Obwohl Abe nicht darauf spielte, hielt er es offenbar in einwandfreiem Zustand, stellte sie fest, als sie ein melancholisches Nocturne anstimmte. Ihr tat die Brust weh vor Mitgefühl mit ihrem wundervollen Mann, mit seinem gebrochenen Herzen und seiner vernarbten Seele. Wenn er doch nur –.
»Was zur Hölle fällt dir ein?«
Mit einem Missklang der Tasten hielt Sarah abrupt inne und stand so hastig auf, dass sie den Klavierhocker umstieß.
»Abe!« Ihr Puls raste, als sie ihren Mann anschaute, der keinen Meter entfernt drohend vor ihr aufragte. »Wo warst du? Hast du mich nicht rufen gehört?«
»Geh verflucht noch mal von dem Flügel weg!«
Nicht einmal während seiner schlimmsten Drogenphasen hatte er je in solch finsterem Zorn mit ihr gesprochen. Seine Augen glitzerten im Mondlicht, und sein schwarzes Hemd und die schwarze Jeans verstärkten noch die Aura von Gefahr, die ihren breitschultrigen Mann mit seiner Haut wie dunkles Mahagoni umgab.

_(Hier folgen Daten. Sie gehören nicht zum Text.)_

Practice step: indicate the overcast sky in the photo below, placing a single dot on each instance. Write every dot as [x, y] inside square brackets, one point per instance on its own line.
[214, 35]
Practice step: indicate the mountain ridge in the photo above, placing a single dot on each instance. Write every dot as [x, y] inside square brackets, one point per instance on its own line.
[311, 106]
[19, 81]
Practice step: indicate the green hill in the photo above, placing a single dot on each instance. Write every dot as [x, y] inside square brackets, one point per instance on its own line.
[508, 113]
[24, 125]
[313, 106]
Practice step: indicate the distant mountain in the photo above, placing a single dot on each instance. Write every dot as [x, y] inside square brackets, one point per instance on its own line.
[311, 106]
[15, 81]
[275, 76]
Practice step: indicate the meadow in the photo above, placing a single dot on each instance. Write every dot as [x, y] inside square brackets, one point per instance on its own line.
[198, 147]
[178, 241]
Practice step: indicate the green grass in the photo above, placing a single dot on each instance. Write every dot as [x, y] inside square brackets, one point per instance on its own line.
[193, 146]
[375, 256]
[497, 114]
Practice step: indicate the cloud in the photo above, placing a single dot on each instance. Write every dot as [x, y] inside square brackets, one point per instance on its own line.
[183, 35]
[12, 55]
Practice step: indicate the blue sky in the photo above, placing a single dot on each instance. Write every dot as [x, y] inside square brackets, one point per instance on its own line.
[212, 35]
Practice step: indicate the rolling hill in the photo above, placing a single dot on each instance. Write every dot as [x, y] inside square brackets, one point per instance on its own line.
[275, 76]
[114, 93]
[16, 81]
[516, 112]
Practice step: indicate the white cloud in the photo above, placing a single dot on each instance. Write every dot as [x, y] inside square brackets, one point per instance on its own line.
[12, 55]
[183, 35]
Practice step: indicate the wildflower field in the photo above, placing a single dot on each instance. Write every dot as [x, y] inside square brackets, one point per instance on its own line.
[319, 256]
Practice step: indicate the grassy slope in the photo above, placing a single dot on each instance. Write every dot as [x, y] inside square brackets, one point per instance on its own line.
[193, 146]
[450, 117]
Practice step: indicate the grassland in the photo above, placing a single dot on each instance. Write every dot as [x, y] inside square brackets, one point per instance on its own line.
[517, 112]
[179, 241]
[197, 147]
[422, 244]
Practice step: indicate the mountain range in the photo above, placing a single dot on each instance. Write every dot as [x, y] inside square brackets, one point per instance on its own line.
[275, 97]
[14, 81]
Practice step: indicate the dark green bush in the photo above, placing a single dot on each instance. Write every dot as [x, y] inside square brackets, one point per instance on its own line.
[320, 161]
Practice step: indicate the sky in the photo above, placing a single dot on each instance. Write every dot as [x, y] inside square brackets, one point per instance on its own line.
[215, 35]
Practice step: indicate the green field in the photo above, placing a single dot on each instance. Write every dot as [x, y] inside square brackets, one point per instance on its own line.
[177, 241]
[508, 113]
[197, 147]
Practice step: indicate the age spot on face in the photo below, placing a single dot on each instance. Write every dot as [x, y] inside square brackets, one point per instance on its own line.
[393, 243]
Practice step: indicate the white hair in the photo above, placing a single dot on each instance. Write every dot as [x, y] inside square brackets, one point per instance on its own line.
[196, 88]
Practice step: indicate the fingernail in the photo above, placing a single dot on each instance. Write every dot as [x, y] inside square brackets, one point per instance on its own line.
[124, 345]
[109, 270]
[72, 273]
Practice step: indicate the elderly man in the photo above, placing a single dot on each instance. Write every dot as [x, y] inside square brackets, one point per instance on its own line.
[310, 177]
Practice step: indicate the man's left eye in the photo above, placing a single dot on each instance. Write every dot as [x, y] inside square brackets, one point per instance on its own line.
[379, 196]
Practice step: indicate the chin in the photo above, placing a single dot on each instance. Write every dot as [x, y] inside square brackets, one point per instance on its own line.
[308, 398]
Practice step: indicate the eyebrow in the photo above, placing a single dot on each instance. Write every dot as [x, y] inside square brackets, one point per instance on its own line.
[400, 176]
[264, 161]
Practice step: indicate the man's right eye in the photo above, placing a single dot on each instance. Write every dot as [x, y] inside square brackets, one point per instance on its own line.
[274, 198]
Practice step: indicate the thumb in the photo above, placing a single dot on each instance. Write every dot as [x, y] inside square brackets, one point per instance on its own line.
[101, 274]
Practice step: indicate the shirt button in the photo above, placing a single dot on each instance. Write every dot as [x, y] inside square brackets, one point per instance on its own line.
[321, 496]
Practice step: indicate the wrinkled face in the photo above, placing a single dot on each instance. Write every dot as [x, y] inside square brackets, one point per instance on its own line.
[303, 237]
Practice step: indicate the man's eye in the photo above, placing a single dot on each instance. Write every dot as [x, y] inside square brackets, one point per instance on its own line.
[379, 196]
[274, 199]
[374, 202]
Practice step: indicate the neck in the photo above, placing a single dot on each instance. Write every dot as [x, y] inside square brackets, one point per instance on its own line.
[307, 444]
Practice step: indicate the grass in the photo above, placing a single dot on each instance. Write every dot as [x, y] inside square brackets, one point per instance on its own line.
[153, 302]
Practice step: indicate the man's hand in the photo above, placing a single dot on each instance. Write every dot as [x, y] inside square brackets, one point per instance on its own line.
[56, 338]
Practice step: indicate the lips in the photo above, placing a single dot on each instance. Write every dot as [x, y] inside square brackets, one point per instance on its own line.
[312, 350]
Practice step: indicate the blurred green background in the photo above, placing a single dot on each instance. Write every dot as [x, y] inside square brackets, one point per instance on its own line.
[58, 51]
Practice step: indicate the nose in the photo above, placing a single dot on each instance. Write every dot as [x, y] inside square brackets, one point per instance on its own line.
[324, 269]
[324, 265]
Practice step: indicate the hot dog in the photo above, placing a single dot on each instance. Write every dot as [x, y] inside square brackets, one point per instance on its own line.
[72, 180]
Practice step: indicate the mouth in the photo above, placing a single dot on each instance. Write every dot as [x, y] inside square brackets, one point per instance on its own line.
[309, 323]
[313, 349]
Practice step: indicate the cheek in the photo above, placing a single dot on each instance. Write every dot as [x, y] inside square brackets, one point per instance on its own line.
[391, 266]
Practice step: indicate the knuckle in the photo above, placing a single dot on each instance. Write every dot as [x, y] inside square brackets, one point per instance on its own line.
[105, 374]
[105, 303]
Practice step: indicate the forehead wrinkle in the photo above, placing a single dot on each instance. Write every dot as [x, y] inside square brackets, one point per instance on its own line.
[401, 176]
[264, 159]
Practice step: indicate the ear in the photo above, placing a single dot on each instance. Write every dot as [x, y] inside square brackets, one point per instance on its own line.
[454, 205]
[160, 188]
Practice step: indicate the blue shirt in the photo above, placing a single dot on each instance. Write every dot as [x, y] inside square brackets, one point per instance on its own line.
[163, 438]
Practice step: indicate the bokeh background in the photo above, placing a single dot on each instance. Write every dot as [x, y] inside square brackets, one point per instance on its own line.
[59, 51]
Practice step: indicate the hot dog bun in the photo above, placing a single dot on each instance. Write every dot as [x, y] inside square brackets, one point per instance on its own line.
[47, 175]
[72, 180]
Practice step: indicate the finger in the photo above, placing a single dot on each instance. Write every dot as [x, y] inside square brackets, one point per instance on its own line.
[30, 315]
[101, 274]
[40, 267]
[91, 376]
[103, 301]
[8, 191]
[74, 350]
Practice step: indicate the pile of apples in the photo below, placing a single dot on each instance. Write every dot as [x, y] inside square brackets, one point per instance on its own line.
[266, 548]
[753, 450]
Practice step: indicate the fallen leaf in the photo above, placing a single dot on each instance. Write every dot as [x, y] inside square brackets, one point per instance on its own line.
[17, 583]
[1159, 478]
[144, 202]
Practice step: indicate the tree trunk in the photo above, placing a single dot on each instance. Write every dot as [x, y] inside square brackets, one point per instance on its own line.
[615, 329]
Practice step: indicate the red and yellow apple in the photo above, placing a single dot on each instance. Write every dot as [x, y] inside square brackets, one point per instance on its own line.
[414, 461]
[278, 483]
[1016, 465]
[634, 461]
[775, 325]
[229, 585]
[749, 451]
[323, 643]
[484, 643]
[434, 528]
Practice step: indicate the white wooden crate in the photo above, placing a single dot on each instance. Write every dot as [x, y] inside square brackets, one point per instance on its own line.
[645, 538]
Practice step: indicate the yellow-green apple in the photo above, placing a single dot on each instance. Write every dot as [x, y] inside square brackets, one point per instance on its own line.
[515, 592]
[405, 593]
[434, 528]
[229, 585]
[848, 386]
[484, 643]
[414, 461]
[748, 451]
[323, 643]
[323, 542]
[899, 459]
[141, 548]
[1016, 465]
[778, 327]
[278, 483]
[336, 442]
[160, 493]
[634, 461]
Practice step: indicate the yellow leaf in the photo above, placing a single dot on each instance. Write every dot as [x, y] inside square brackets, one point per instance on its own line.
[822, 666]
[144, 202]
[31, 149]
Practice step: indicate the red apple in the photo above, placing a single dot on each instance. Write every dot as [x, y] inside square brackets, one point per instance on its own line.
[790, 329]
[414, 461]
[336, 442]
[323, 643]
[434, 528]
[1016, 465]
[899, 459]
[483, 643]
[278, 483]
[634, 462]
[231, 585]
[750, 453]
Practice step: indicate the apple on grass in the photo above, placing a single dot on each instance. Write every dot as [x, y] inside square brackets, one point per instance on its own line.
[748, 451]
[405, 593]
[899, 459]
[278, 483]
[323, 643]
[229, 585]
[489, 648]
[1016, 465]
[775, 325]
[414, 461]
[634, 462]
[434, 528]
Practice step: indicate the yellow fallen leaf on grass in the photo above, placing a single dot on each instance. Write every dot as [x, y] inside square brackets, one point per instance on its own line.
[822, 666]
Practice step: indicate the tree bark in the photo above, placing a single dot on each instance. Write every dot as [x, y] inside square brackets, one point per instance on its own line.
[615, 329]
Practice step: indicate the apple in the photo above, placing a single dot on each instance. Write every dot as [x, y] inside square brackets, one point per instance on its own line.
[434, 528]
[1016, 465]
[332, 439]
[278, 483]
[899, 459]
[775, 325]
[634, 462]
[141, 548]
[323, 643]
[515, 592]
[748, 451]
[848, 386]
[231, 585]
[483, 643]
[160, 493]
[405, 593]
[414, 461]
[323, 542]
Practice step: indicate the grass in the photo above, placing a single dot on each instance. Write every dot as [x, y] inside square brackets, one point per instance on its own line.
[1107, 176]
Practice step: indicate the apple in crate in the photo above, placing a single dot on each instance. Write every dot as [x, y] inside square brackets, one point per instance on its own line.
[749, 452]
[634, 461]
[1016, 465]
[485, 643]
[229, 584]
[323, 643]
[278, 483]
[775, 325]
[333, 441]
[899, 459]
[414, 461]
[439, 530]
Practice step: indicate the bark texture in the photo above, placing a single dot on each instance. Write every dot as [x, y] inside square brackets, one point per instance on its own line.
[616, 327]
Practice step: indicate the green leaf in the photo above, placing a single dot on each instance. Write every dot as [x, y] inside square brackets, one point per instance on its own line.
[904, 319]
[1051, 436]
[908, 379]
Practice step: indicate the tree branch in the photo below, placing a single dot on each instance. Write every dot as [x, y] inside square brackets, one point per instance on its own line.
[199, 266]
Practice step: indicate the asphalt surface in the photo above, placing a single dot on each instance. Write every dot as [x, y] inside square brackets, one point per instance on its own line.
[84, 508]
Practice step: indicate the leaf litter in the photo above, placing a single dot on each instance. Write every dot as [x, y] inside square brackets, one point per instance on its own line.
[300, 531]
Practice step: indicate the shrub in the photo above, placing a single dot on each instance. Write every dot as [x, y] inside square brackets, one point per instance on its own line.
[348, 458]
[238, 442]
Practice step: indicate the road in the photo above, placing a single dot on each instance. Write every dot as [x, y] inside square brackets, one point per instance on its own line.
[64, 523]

»Es tut mir leid«, wisperte sie, bevor sie zur Seite trat und sich bückte, um den Hocker aufzurichten.
Er half ihr nicht, rührte keinen Muskel, sondern stand einfach nur da und starrte sie an, seine Augen kalt und hart in seinem markanten, attraktiven Gesicht.
Ihr Magen zog sich zusammen. »Ich dachte nur –«
»Ich habe dich nicht wegen deiner Denkfähigkeit geheiratet.«
Seine abfälligen Worte trafen sie wie ein Messer an ihrer verletzbarsten Stelle, dem geheimen Wissen, dass sie eine Schulabbrecherin aus einem Armeleuteviertel war, die vorgab, eine niveauvolle Frau zu sein und in dieses große Haus mit seinen glänzenden Böden und funkelnden Kronleuchtern im Norden von Santa Monica zu gehören.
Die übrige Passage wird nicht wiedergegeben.